#PatientsAreNotFaking makes me think of last summer when I wasn't believed by a psychiatrist about struggling with dissociation or my concerns about ADHD. I was later diagnosed with both ADHD and DPDR. Here's the story and WHY that was so damaging:
So I had a psychiatrist for a few years before that who tried her best but wasn't willing to address possible misdiagnosis. She diagnosed me with Bipolar disorder and borderline personality disorder, along with anxiety, major depression, and an eating disorder.
When you're diagnosed with BPD and bipolar, you're prescribed antipsychotics. And if those aren't right for your brain... Ohhhhhhhhh boy is it HELL.

I was on latuda, depakote, lamictol, lithium - if it's a bipolar medication, we tried it.
These would seem to help for a little while. Then I'd be INCREDIBLY restless, pacing my apartment back and forth, drinking heavily just to try to calm down. I rapidly gained weight, went back and forth with bulimia, and ended up hospitalized six times while seeing her for
depression. I ended up lying just to get antidepressants - I told her I'd take them along with mood stabilizers. But at a certain point enough is enough.

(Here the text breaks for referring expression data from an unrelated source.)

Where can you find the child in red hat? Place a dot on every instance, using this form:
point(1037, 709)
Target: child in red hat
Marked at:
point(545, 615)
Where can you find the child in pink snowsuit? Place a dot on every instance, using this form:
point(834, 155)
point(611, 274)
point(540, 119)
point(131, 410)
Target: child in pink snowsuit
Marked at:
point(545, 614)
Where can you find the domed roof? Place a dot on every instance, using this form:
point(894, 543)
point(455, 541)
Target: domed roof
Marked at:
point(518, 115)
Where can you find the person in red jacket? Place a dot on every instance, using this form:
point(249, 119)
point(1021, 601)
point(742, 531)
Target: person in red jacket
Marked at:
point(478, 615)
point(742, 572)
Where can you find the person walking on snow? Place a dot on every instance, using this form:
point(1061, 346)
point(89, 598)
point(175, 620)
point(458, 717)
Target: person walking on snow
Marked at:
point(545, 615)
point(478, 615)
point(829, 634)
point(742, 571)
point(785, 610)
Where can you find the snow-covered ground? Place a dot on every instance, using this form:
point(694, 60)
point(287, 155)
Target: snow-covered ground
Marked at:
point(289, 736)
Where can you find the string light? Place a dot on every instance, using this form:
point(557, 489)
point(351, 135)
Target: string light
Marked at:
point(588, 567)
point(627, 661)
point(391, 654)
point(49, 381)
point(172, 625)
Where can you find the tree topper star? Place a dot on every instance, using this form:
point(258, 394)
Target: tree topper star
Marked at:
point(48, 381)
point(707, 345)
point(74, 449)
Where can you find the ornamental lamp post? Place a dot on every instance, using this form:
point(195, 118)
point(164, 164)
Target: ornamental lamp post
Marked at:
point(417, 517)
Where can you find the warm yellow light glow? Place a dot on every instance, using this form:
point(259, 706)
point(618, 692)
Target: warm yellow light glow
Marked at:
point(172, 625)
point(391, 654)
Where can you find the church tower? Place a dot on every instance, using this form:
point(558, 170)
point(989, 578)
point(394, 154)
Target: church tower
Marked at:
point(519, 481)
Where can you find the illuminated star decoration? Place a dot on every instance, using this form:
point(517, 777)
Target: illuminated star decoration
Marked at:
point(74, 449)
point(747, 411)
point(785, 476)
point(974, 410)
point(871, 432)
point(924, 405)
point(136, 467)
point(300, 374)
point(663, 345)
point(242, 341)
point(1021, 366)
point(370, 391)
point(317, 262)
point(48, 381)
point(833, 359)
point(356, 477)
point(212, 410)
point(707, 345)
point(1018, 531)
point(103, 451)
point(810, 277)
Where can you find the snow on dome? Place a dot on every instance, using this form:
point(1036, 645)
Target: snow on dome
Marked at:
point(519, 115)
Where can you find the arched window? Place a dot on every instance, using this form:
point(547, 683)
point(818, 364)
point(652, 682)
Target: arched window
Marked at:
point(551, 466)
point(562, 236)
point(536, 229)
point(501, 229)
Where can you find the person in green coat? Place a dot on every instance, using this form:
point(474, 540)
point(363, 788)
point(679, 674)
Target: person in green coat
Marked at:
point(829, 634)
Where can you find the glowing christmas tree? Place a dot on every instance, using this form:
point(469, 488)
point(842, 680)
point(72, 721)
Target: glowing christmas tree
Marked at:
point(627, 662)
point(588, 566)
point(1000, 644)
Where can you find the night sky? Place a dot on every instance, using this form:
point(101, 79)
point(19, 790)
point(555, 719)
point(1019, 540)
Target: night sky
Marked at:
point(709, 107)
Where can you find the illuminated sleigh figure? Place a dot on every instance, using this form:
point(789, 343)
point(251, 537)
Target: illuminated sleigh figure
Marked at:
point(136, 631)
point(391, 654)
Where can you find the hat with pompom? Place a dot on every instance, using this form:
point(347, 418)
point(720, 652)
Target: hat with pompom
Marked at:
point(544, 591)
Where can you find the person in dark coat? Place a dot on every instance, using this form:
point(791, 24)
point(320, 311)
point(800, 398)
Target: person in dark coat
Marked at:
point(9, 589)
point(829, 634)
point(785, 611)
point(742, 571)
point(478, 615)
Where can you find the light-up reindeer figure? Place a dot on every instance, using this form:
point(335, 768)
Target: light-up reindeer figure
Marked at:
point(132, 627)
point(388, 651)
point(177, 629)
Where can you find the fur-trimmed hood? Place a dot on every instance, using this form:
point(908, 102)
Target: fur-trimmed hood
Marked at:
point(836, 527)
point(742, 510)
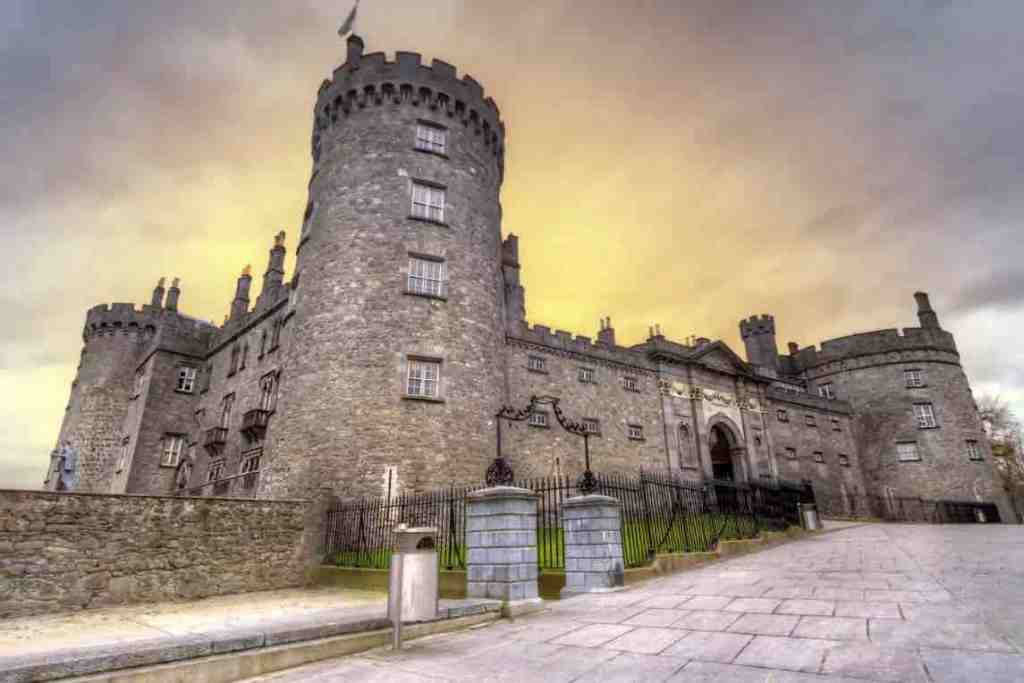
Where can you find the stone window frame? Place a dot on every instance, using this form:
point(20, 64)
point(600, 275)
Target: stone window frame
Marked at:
point(171, 446)
point(914, 378)
point(415, 283)
point(428, 201)
point(539, 419)
point(426, 136)
point(413, 361)
point(902, 454)
point(974, 451)
point(924, 415)
point(537, 364)
point(186, 379)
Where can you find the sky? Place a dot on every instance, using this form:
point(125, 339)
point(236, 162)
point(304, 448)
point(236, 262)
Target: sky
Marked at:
point(676, 162)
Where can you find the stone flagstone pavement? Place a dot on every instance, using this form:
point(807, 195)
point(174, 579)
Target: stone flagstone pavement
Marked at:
point(899, 603)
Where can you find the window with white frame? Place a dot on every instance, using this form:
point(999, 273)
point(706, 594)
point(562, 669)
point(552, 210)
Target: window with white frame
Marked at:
point(426, 276)
point(907, 452)
point(537, 364)
point(428, 202)
point(431, 137)
point(423, 378)
point(186, 379)
point(539, 419)
point(925, 415)
point(216, 470)
point(973, 450)
point(173, 444)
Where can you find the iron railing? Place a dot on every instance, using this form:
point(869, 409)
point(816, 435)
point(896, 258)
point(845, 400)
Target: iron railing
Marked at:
point(659, 514)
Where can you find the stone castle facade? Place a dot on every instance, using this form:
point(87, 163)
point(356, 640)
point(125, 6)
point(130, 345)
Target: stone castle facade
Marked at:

I'd read about PTSD and DPDR and wanted someone to tell me why I hadn't been diagnosed with BPD at any hospital stay.
So when my depersonalization was getting worse and worse and my therapist was on leave for a surgery, I asked for intensive outpatient therapy. I could get it but it would be with a different treatment facility. So, I started driving there and told them exactly how unreal
my life felt - how I felt like I was living in a dream, how I had trauma, how I had felt like I'd died and never known. They didn't judge me. It was... Nice, until I read some of the therapy notes that said I just needed to deal with it, as if six weeks was long enough.
Anyway, about three weeks in I finally got to see a psychiatrist.

I'd been waiting WEEKS to ask someone to formally evaluate me for DPDR. I had my lists of conditions I was concerned about, I had an at home test that talked about depersonalization symptoms.. I knew what to ask
for. I needed someone to tell me if this was PTSD, depression, or what, and to explain their reasoning with more than "well.. seems uncommon."

I was in their specifically for concerns about dissociation. So it seems extremely dismissive and unprofessional that he shrugged
and said to me, "well that's pretty rare, though."

Here I am, finally admitting to a professional the extent of my dissociation, and I'm begging him to tell me he at least KNOWS what DPDR is because I know it's not just depression. I know what depression is like.
I'm NOT currently depressed.

I leave the meeting in tears. I was in intensive therapy FOR a dissociative disorder and here I was being told that "most people don't experience that." NO FUCKING SHIT SHERLOCK. THATS WHY IM ASKING FOR HELP.
Still, though, it was so demoralizing to be told "yeah, you just think you have DPDR because the internet is talking about it". I just wanted to be tested, to see if that was it, and he wouldn't even acknowledge that I was struggling so much.
DPDR is an invisible illness and I don't fit the ADHD stereotype - I'm AFAB, I was good in school, I wasn't a "behavior problem", im not externally hyperactive... I don't seem like I have it.

But that's the thing - LOTS of people don't "look" like they have ADHD. Or DPDR.
Or most mental illnesses.

I was, and am, in a lot of pain you can't "see".

This doesn't even touch on how many times I've been to the ER for ovarian cysts or because I was suicidal and how you're treated there is SUCH gamble.
Like. I was there for one SPECIFIC reason and that psychiatrist told me he wasn't willing to even look into it because, and I quote, "that's kinda rare, though."

I wasn't faking it. I'm not now.
That's the frustrating thing about seeing doctors, therapists, psychiatrists, and any physician positively say "lol we can tell when y'all faking it" is that we sit there wishing we had just ended our suffering instead of reaching out.
But I did keep reaching out. And I still do.

But it shouldn't HALF this hard just to get someone to at least fuckkg evaluate you when you go "hey, I know this sounds ridiculous, and I know I could be wrong, but PLEASE listen" and being met with a shrug.
Like.. it's so demoralizing.

We come to you because we need HELP, not because it's easy it convenient or we like having a long list of our conditions. A lot of folks have a LOT wrong with us. And we just want to not feel like we do.

We want to be listened to.
But that doesn't matter.

The hell we go through just hoping someone will listen and help us is just for attention.

Because y'all can tell when we're faking. No matter what we say or how much pain we're in.